A new approach to help stakeholders work together is called a “state team.” It is a coalition of agencies and organizations whose goal is to protect the safety and health of young people in the workplace. HHD’s in-depth experience working with New England states to pilot test a state team approach is captured in a resource guide recently published by the National Institute for Occupational Safety and Health.
Working Together for Safety: A State Team Approach to Preventing Occupational Injuries in Young People, written by HHD’s senior writer, Marc Posner, explains the concept of state teams and what they can do to improve workplace safety for young people. It describes the experiences and activities of several state teams, products developed by the teams, and key resources for other states that want to create state teams. Strategies are provided for increasing awareness of young worker injury for educators, parents, employers, health care providers, and teens themselves.

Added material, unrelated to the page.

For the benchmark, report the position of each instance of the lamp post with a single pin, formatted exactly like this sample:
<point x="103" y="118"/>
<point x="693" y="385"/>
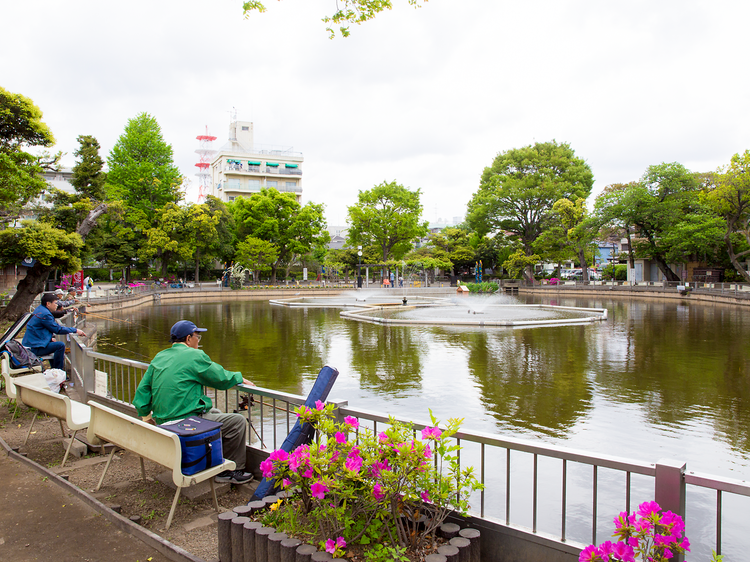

Case studies are included from New Hampshire and Connecticut that document creative collaborations among state agencies.
According to Miara, “this resource guide provides many ideas that individual agencies can use on their own, as well as strategies for agencies working together.” The agencies may include state public health departments providing data and experience with health education; state education departments reaching youth, parents, and school personnel directly with training; state labor departments enforcing laws and educating employers; and local health departments, school systems, and job training programs. “If agencies are ready to develop a state team, they can learn from this guide what other states have done,” says Miara.
HHD is currently using the ideas and strategies in the guide in its work with the Young Worker Safety Resource Center in Berkeley, California to encourage state agencies to institutionalize training for youth and take a team approach.